While undergoing an eye exam, William Castle noticed the some letters "disappeared" when certain coloured filters were used, and a giant light bulb went on in his head. Searching for a unique gimmick for his follow-up to "The Tingler" (1959), Castle engaged that film's writer again, and fashioned a classic ghost story with deliberate camp value that would showcase the latest cinema miracle: Illusion-O!
Columbia did real good in finding a fairly clean print with the special effects sequences, and has included an exact replica of the 'ghost viewer' audiences were given at the original theatrical screenings. Basically it works like this: the ghost sequences are tinted blue, and the ghosts appear in red - looking through a red filter yields much spookiness, while scaredy-cats can peer through the ghost-free blue filter (with actors reacting to nothing, much like footage where CGI monsters have yet to be rendered). There's minor grain and a few marks here and there, and the tinted sequences show some wear; Castle's haunted house opus, though, looks just wonderful.
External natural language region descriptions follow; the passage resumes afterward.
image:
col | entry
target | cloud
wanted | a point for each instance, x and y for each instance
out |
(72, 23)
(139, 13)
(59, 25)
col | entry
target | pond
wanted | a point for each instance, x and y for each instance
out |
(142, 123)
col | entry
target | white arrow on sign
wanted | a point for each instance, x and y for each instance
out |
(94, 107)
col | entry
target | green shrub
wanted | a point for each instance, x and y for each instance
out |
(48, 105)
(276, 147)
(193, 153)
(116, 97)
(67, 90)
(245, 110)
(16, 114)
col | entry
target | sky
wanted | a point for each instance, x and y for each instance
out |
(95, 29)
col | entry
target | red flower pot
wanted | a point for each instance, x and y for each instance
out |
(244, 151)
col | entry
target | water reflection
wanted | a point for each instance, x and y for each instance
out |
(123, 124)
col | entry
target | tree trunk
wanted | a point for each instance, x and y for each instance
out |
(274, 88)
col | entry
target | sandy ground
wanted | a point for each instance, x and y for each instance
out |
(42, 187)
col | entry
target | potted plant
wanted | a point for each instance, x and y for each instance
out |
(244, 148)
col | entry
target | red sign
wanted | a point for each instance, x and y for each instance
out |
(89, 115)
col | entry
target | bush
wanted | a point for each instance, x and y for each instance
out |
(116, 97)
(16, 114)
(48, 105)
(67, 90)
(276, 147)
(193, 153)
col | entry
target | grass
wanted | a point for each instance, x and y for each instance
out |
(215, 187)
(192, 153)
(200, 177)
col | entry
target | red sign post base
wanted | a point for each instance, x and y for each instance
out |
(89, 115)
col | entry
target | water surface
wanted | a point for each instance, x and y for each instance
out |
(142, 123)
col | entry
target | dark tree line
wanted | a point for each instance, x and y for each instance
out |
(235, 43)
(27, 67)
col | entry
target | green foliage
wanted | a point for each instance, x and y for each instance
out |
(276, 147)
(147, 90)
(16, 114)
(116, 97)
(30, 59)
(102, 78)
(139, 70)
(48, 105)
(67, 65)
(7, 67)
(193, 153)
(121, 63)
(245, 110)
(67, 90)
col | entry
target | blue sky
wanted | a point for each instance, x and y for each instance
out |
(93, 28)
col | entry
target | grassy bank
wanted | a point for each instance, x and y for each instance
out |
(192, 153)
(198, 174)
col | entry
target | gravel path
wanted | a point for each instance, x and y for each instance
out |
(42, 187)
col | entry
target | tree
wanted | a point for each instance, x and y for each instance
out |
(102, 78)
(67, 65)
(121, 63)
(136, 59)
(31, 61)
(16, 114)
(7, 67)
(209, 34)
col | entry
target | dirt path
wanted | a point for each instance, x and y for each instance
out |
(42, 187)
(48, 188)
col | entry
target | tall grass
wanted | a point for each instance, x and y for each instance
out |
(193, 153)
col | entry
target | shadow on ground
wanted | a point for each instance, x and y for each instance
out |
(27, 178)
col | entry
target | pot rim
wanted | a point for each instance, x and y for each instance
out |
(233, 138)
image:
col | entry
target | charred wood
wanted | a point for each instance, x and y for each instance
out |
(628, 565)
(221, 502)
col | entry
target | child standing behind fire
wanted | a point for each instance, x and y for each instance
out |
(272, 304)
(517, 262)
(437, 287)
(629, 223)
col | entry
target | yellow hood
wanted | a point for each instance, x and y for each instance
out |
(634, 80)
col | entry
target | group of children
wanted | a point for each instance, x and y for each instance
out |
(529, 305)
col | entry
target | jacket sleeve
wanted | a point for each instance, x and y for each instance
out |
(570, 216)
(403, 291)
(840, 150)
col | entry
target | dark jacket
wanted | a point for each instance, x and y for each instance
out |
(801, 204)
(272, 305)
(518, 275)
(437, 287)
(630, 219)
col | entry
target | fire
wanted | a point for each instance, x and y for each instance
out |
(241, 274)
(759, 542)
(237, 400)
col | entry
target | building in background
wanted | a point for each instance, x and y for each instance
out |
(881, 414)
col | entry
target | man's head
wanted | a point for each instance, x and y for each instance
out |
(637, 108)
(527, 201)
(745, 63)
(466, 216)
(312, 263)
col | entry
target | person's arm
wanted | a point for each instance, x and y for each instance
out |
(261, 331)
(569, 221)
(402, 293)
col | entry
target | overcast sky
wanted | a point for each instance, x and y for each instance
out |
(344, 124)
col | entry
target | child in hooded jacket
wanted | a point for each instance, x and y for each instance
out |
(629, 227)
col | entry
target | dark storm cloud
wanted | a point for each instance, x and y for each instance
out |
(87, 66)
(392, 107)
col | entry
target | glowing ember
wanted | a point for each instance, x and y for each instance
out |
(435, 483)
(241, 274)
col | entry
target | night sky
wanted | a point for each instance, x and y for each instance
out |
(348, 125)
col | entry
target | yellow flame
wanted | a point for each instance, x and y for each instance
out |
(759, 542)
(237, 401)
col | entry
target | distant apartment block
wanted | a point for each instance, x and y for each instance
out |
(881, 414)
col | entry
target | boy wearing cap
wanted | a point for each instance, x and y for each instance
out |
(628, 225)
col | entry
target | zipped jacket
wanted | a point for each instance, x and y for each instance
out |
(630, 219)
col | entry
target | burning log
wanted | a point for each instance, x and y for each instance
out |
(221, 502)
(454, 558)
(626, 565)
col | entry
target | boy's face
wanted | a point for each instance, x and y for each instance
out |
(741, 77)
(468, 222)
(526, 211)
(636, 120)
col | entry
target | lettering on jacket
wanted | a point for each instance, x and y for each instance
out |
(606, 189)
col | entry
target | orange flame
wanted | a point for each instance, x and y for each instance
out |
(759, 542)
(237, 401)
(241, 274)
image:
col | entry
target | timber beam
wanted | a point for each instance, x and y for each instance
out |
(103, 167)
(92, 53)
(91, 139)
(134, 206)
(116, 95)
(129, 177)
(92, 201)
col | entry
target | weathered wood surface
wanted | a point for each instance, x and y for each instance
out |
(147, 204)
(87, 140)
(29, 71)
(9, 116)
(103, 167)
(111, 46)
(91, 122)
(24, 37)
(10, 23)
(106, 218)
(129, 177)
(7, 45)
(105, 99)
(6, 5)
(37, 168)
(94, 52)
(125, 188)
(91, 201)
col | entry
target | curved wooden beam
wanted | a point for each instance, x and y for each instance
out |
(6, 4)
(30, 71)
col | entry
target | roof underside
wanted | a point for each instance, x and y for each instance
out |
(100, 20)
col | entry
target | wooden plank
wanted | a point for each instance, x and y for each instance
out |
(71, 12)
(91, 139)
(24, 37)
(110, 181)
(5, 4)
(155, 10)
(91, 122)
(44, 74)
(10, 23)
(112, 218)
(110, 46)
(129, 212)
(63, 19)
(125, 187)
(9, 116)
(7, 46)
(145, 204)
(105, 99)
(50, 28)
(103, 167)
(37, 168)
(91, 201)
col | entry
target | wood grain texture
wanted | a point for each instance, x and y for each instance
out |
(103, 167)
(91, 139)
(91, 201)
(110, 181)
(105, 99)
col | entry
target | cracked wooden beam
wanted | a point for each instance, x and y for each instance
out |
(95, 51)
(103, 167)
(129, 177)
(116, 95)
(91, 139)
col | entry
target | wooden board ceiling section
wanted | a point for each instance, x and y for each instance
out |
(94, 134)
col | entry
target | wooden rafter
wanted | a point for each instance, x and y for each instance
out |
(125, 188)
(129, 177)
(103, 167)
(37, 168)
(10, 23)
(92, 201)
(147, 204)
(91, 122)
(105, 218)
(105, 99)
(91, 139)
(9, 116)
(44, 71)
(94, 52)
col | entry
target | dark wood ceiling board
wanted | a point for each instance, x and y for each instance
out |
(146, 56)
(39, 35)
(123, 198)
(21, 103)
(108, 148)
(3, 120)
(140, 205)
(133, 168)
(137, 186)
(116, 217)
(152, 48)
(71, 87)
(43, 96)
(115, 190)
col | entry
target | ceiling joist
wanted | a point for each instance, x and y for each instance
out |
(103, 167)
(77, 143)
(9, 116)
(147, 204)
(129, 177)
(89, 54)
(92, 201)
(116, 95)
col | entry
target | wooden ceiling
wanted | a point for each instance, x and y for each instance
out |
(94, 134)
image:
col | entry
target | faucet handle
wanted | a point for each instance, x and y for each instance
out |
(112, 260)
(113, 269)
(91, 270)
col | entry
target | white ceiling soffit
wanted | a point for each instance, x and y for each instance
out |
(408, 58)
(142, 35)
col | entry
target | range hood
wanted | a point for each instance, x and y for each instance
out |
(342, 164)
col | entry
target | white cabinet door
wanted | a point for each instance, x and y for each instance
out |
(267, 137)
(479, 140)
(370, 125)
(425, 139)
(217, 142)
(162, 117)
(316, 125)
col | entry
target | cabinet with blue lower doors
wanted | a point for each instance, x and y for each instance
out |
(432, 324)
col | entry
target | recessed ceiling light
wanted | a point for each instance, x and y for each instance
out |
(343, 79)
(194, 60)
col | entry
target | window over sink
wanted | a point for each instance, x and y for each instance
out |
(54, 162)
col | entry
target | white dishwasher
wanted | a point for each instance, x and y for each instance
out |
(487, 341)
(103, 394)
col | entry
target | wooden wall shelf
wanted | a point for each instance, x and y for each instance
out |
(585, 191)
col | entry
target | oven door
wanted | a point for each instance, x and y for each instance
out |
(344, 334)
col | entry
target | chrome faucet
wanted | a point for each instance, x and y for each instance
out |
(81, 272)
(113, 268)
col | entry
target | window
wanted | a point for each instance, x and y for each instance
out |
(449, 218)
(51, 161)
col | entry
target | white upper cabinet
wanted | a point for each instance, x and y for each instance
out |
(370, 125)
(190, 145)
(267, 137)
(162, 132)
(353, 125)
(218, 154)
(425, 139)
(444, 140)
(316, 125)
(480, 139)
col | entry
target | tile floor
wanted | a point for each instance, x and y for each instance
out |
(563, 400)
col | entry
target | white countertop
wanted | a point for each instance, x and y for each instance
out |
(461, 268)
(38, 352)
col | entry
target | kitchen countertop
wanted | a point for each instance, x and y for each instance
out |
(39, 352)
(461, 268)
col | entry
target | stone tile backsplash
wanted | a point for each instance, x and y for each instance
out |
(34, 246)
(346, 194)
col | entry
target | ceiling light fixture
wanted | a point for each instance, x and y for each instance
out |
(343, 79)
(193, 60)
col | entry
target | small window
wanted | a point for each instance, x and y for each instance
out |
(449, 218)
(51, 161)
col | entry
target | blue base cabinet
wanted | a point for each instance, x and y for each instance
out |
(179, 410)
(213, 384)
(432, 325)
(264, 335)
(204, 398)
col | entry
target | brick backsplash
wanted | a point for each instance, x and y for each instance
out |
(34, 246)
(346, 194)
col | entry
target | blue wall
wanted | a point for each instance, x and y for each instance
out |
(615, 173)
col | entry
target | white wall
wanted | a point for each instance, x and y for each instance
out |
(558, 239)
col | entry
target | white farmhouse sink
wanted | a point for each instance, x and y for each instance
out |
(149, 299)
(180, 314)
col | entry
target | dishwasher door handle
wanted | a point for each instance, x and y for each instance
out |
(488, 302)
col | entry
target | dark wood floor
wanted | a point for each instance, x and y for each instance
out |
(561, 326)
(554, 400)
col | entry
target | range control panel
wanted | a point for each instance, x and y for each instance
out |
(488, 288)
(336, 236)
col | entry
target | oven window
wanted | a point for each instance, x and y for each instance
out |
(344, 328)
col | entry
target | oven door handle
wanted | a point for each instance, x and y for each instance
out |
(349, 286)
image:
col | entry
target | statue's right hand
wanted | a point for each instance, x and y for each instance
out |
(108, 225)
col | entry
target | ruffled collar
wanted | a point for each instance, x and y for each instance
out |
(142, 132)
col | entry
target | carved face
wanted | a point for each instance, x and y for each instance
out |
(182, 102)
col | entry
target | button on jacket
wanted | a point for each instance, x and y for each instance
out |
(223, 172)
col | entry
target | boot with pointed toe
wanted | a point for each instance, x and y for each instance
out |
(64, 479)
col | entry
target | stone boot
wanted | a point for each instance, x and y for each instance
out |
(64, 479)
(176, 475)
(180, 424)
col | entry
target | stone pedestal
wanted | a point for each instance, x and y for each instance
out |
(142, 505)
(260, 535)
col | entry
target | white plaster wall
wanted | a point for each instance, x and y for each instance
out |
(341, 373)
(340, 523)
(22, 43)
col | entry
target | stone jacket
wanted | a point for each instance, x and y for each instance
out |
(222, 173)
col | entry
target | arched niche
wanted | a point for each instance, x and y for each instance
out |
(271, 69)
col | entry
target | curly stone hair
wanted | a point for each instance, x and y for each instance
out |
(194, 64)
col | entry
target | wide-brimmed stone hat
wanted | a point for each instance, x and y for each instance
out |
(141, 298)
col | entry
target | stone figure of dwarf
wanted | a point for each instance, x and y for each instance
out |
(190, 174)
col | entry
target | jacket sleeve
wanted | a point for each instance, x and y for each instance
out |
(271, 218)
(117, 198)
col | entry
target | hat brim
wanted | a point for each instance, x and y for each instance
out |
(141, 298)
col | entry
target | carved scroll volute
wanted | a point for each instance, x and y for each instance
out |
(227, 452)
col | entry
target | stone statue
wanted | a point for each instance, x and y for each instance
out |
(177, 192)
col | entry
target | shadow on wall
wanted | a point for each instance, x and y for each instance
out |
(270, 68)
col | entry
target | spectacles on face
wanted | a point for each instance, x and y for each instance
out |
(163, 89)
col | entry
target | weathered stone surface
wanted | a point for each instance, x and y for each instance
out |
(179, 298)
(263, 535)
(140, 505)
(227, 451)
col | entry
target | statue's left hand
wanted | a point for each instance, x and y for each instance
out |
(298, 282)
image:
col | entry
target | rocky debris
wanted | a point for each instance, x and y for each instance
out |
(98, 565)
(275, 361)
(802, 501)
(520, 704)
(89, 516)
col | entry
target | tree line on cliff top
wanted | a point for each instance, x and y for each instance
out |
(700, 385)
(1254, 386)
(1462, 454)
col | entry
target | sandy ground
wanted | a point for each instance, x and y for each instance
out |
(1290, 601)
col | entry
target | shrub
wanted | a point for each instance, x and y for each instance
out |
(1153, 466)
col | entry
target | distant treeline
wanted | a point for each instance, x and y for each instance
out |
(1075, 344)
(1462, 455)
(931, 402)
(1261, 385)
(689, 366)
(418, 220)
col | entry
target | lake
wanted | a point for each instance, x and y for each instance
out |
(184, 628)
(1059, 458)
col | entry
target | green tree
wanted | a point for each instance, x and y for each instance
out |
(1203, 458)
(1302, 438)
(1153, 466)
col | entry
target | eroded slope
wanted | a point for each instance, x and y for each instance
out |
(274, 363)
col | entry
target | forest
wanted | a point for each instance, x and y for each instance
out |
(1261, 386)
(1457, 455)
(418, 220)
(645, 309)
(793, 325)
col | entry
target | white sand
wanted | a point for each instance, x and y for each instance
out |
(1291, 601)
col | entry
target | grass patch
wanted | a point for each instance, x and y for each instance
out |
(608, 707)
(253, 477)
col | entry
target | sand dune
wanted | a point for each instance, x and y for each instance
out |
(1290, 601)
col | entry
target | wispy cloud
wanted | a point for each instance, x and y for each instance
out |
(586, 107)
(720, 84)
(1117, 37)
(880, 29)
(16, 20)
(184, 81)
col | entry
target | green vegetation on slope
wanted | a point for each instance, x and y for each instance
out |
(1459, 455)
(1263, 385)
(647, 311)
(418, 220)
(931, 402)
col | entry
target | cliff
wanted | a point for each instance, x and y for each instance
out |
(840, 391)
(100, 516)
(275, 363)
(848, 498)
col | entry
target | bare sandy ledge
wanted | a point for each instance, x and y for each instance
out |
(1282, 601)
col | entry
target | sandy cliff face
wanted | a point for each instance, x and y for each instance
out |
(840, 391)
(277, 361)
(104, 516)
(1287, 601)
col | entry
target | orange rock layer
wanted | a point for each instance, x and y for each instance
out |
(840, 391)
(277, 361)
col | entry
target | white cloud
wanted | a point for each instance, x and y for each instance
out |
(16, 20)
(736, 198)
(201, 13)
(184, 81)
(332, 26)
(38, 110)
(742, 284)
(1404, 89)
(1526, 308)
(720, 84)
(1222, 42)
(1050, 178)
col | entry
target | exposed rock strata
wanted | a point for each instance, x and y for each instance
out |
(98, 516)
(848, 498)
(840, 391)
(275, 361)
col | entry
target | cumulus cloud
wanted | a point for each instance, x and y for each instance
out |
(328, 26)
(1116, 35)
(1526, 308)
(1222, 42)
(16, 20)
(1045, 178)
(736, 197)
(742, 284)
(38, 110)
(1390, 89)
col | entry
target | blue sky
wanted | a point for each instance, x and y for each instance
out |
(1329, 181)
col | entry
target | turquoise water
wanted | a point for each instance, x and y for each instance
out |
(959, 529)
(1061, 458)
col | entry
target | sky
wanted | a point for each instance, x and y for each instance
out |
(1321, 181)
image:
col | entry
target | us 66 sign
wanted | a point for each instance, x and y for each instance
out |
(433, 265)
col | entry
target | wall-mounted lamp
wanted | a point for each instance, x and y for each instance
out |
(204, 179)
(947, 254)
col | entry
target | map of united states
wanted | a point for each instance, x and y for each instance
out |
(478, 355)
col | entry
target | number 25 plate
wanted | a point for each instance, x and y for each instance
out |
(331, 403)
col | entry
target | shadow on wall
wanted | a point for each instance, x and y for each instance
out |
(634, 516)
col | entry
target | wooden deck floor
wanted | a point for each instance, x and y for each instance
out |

Columbia has also included the 'flat' version of the film on the other side, in which the ghosts are visible in rather grainy black & white. That version also lacks Castle's instructional intro for the 'ghost viewers,' his concluding speech, and the onscreen instructions - "Use Viewer" & "Remove Viewer" - which helped cue eager audiences. In both versions, the sound is sharp, with sound effects, dialogue, and Von Dexter's moody score coming through beautifully.
Each side also includes identical extras. There's original trailers for "13 Ghosts" (anamorphic), "The Tingler," and a video trailer for "Ghostbusters." The featurette "13 Ghosts: The Magic of Illusion-O" briskly chronicles Castle's quest for another box office bonanza, and like the other docs in Columbia's William Castle series, there's interviews with key historians (David Del Valle, and Michael Schlesinger, from Columbia Pictures Repertory), fan Donald Glut, and veteran exploitation filmmaker Fred Olen Ray.
Remade by very bad people in 2001.
Note: Though the package says contrary, Side B actually has the Illusion-O version, and the 'flat' black & white version resides on Side A.
Other entries in Columbia Tri-Star's William Castle series also inclide "Homicidal," "Mr. Sardonicus," and "Strait-Jacket."